Okay, so maybe that’s not the real title….
Kave and Landreth, owners of Butter and Scotch bar and bakery, present recipes for decadent desserts and luscious adult beverages in their new cookbook, Butter & Scotch: Recipes From Brooklyn’s Favorite Bar & Bakery. The writing style of this cookbook is casual but clear, and photographs show the more intricate instructions for those less familiar with baking.
Flipping through the book made me not only hungry, but anxious to try my hand at things like
Magic Buns (a recipe that spans seven pages – five of which are photographed steps) and Cheese Puffs. The recipes themselves are well laid-out, making it easy to gather ingredients and follow the steps.
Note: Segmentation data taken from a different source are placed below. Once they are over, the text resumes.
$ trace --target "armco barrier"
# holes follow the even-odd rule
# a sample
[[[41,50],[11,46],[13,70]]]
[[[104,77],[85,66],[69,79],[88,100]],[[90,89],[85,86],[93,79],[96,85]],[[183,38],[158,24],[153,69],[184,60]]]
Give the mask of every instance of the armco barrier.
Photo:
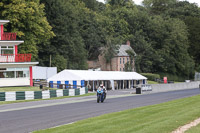
[[[152,84],[153,92],[164,92],[184,89],[199,88],[200,81],[189,82],[189,83],[174,83],[174,84]]]
[[[47,99],[62,96],[77,96],[88,93],[88,88],[77,89],[60,89],[46,91],[17,91],[17,92],[0,92],[0,101],[32,100]]]

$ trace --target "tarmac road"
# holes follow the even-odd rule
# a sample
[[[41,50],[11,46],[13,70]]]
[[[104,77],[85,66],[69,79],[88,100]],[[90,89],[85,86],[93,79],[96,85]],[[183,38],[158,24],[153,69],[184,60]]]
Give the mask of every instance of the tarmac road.
[[[117,98],[109,98],[108,96],[104,103],[96,103],[96,97],[89,96],[68,98],[51,103],[40,101],[1,105],[0,133],[28,133],[106,113],[163,103],[198,94],[200,94],[199,89],[190,89],[147,95],[129,94],[126,97]]]

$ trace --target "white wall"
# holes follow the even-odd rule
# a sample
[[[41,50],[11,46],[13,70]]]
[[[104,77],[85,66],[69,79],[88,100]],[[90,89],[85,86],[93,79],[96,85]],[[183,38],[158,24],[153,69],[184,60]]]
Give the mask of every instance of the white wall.
[[[48,79],[57,74],[57,67],[33,66],[33,79]]]
[[[4,86],[29,86],[29,78],[2,78],[0,79],[0,87]]]

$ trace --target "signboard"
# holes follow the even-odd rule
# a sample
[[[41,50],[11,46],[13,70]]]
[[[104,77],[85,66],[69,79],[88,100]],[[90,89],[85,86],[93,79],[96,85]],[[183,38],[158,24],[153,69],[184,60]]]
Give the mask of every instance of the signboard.
[[[163,77],[164,83],[167,84],[167,77]]]

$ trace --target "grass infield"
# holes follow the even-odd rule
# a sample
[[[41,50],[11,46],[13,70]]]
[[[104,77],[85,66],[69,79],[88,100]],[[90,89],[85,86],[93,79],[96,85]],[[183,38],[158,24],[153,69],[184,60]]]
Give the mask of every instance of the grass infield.
[[[105,114],[34,133],[170,133],[199,117],[200,95]]]
[[[49,90],[56,90],[56,88],[48,88]],[[39,87],[1,87],[0,92],[9,91],[40,91]]]
[[[0,101],[0,105],[2,105],[2,104],[11,104],[11,103],[22,103],[22,102],[41,101],[41,100],[64,99],[64,98],[71,98],[71,97],[84,97],[84,96],[91,96],[91,95],[95,95],[95,94],[96,94],[96,93],[87,93],[87,94],[78,95],[78,96],[52,97],[52,98],[48,98],[48,99],[17,100],[17,101]]]
[[[199,132],[200,132],[200,124],[198,124],[196,127],[192,127],[191,129],[189,129],[185,133],[199,133]]]

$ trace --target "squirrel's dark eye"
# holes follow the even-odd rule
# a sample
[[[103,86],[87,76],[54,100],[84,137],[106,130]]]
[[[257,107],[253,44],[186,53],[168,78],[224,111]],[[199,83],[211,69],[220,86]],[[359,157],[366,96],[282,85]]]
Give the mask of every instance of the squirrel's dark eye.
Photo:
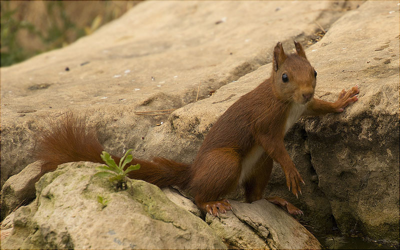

Most traditional cookbooks break down recipes by ingredient, meal, etc. Not so Butter & Scotch. This unique cookbook puts recipes into logical, if disorderly, categories such as The Basics (Cakes, Pies, Toppings & Cocktails) and nibbles occasions (Late Night, Brunch, Happy Hour, etc.). If this grates at your OCD soul (I feel ya), don’t worry – the Index of Searchable Terms makes up for any Table of Contents confusion.
This is my first cookbook review, and I intended to make several of the recipes beforehand, since just reading a cookbook doesn’t really tell you if the recipes are actually tasty. I managed…two. But O.M.G. the two I managed…
Salted Chocolate Chip Cookies
There seems to be a disconnect in my brain between reading a recipe and realizing just what it’s telling me. I went grocery shopping for this recipe, meaning I actually read and wrote down ingredients…and still it didn’t occur to me. It wasn’t until I’d mixed the eight egg mixture with the 1 1/2 cups of brown butter and 3 1/3 cups of sugar that I realized just how much batter was in the bowl. And I still had a pound of flour to add! Just how many cookies was this recipe make? I looked at the recipe again – two dozen. Two dozen HUMONGOUS cookies.
My cookies were not sized to match the recipe, but were about half what was suggested. I also took the recipe’s advice and froze half the batch to make later. Then I took my two dozen cookies (smaller than specified) to book club. They were a complete and total hit. A few people didn’t like the sea salt on top, but that’s easily brushed off for the less adventurous palate. The cookies themselves were the best I’d ever made or eaten, and that’s saying something. I will definitely make these again – and again – and again.
Brown Butter Scotch
I didn’t exactly follow the recipe on this one, either. Not sure if this would turn out drinkable, I used Crown Royal where the recipe suggested Macallan 12 single malt or anything not too peaty. Using what I already had made more sense, economically, and I hoped it wouldn’t affect the taste of the final product.
It didn’t. I can’t imagine how anything would have tasted better, honestly. The brown butter gives the scotch a really deep flavorful taste that you can just roll around on your tongue and savor. I don’t see doing this often, but I will do it again. If you purchase the book and make your own Brown Butter Scotch, I suggest using cheesecloth or something other than a coffee filter for straining the solidified butter out of the liquor (it wasn’t quite a disaster, but I know I lost some valuable alcohol).
One other thing Butter & Scotch offers…a playlist. Yep, a breakdown of song titles from past and present employees along with explanations of why they’re included. I didn’t download these and play them while I cooked this time, but there are some fun upbeat songs listed that might be fun to enjoy another time.
Overall, I give this recipe book four cookies out of five. Grab your copy at your favorite online retailer – and invite me over to share what you cook up!